Map of Uganda

Uganda

Action for Community Development

Although Uganda has been fighting HIV since the pandemic first surfaced in the early 1980s, stigma and discrimination remains high. As a result, people’s basic human rights and dignity are at stake, especially when compounded by issues of ill-health, poverty, violence against women, the effects of civil war, and threats to safe motherhood. 

Action for Community Development responds to these challenges holistically. It counters discrimination and abuse through advocacy and education, voluntary HIV counselling and testing (VCT), a nutritional support programme to the area’s most vulnerable people living with HIV and AIDS (including children), limited medical support, and various income-generating activities. These include the promotion of high-yield “kitchen gardens,” a small-scale savings-and-loan program, and a vocational sewing programme for fifteen young people. Training is regularly provided on HIV, good parenting practice, coping with loss, and “how to run a small-scale business.” With SLF support in three sub-counties, Action for Community Development also helps 200 orphans to stay in school. In doing so, they give priority to children living with HIV, child-headed households, and orphans who are being cared for by elderly grandparents.

Apoolo Na Angor (ANA, Development of Women)

Apoolo Na Angor (meaning “development of women”) began as a self-help group and was founded in 2003 by two persons affected by HIV/AIDS to help motivate and empower community members to improve their health and wellbeing. Ninety percent of ANA’s beneficiaries are marginalized rural women infected or affected by HIV/AIDS who are supported with community-based health care, household agricultural training and inputs and continuing education. Dedicated staff and community volunteers train on sustainable farming, human rights, gender, land rights, children’s rights and responsibilities and income-generation skills.
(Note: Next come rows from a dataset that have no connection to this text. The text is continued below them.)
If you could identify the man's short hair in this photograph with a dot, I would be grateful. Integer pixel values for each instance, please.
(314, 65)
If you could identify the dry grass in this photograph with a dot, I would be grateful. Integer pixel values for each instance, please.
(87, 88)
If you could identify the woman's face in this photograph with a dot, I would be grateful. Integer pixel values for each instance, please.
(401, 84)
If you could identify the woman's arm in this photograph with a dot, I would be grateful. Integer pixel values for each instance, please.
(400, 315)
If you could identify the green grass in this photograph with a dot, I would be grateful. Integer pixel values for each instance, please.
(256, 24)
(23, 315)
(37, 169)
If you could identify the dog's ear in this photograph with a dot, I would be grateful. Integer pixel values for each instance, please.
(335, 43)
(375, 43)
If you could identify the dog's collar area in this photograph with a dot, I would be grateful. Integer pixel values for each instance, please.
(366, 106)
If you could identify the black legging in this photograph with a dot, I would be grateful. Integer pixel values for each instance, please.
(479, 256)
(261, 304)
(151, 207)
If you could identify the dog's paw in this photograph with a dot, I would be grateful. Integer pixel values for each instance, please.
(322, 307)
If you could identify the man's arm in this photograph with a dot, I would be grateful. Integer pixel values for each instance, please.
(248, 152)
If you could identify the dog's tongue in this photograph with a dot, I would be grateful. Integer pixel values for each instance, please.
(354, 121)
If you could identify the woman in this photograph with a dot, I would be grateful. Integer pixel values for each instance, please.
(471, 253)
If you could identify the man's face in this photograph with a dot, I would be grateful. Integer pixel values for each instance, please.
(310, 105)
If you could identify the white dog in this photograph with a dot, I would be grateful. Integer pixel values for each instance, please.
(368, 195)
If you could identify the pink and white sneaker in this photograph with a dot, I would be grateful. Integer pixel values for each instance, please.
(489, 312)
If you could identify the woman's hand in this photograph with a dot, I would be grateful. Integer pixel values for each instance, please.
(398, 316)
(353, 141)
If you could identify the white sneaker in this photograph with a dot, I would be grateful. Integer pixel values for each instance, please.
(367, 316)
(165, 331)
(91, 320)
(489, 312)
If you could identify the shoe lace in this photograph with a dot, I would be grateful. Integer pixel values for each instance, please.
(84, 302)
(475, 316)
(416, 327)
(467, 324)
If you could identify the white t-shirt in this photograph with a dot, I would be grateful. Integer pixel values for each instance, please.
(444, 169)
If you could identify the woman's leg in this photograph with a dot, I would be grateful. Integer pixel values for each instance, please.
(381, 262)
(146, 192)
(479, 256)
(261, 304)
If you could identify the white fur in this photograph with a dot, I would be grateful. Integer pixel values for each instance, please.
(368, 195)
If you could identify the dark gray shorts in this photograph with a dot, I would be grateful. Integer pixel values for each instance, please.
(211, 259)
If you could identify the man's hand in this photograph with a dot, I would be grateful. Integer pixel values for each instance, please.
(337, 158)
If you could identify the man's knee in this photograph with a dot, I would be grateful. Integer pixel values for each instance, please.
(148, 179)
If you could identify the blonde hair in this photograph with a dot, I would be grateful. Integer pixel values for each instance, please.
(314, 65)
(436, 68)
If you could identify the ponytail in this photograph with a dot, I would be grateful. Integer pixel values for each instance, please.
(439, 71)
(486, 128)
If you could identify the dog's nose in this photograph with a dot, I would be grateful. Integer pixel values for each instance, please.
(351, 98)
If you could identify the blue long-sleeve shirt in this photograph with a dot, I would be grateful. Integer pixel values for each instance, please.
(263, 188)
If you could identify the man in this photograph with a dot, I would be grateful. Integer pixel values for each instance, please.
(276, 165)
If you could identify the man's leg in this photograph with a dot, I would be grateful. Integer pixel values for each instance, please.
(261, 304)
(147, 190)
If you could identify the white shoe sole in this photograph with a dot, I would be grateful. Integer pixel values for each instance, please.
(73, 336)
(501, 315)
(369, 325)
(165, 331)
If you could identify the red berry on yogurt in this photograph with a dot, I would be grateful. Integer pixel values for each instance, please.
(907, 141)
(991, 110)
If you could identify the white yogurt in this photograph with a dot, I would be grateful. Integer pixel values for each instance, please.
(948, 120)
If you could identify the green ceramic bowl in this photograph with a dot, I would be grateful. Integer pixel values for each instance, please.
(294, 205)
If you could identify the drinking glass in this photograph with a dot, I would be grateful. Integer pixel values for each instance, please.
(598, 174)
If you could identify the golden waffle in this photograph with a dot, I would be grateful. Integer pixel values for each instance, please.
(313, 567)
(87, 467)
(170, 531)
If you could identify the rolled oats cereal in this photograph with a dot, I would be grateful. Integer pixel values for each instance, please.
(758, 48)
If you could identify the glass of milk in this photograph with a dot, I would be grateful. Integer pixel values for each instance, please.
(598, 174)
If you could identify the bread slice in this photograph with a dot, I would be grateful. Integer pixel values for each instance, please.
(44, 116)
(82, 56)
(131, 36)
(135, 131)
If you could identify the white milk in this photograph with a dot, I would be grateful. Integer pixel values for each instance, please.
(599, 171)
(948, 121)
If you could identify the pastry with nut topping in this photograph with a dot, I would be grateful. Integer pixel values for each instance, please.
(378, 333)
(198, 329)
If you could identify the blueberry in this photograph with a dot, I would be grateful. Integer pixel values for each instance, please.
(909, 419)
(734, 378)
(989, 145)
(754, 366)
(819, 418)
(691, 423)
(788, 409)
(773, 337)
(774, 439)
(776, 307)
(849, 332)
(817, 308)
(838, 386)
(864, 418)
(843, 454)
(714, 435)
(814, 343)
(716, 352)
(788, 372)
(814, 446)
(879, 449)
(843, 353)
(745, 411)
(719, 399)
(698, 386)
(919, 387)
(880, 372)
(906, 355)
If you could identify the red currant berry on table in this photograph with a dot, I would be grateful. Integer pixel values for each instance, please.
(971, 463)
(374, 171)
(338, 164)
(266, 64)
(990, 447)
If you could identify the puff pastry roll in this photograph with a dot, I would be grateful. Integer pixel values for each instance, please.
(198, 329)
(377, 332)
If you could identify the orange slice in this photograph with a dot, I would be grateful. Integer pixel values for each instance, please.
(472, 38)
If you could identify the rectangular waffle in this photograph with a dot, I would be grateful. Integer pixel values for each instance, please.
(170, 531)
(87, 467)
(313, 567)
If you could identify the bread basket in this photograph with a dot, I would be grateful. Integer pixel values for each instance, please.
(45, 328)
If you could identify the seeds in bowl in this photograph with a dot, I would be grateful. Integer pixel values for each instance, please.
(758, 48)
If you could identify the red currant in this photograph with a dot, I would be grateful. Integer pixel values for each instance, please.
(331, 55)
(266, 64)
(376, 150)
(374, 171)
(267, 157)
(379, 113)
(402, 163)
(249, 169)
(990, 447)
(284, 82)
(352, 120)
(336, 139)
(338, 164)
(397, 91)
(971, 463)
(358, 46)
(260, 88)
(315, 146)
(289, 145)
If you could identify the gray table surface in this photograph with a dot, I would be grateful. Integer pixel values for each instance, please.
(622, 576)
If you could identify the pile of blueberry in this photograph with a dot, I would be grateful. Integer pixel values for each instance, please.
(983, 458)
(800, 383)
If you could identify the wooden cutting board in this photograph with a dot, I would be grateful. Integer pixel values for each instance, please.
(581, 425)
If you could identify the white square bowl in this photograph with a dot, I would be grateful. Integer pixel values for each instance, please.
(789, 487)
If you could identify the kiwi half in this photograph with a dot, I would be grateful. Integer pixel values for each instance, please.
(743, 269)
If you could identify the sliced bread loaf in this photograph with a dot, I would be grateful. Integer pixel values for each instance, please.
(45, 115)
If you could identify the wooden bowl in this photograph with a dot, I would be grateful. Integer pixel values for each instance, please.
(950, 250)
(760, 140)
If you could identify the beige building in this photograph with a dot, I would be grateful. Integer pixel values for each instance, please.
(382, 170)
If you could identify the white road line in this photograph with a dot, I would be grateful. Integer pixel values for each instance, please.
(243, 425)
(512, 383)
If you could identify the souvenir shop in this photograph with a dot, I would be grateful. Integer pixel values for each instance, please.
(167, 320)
SLF is funding ANA’s scale up programme to improve the quality of life of orphans and vulnerable children and their families in Bukedea District including primary education support for more than 300 children and vocational support for 50 young adults. The children’s caregivers receive training on basic health and disease prevention and are helped with referrals for necessary services. They receive ten heifers for a revolving milk nutrition scheme. ANA provides transportation support to clinics for people living with HIV/AIDS in the community both for medical care and to participate in support groups. SLF also supports some administrative and salary costs.

Busoga Integrated Development and Care Foundation (BIDCAF)

BIDCAF is a Christian community organization that works to improve the lives of vulnerable and marginalized people in rural and urban communities affected by HIV/AIDS. Without bias on any cultural, tribal or social basis, BIDCAF uses participatory and partnership approaches to sustainable socio-economic development. SLF funds the organization’s agricultural and education support project for children orphaned by AIDS and women-headed households.  The project supports 100 vulnerable women (including 43 widows, 14 aunts/caregivers and 42 grandmothers) through training workshops in counselling, nutrition, modern farming, soil fertility and harvest management, food processing and establishing gardens and plots. Two Agricultural Field Assistants work with the women and supply agricultural inputs such as seeds. BIDCAF provides school fees and material resource support to 100 children (including 57 girls) in primary school and does life-skill, sexual reproductive health and HIV/AIDS awareness training with youth in and out of school. The organization conducts community leader awareness training on nutrition, community psychosocial support and coping mechanisms and building community based cooperative care groups for vulnerable children and families. BIDCAF also leads exercises to map and address community identified needs. SLF also supports administrative costs including a Coordinator Child Welfare Manager and Accounts Assistant.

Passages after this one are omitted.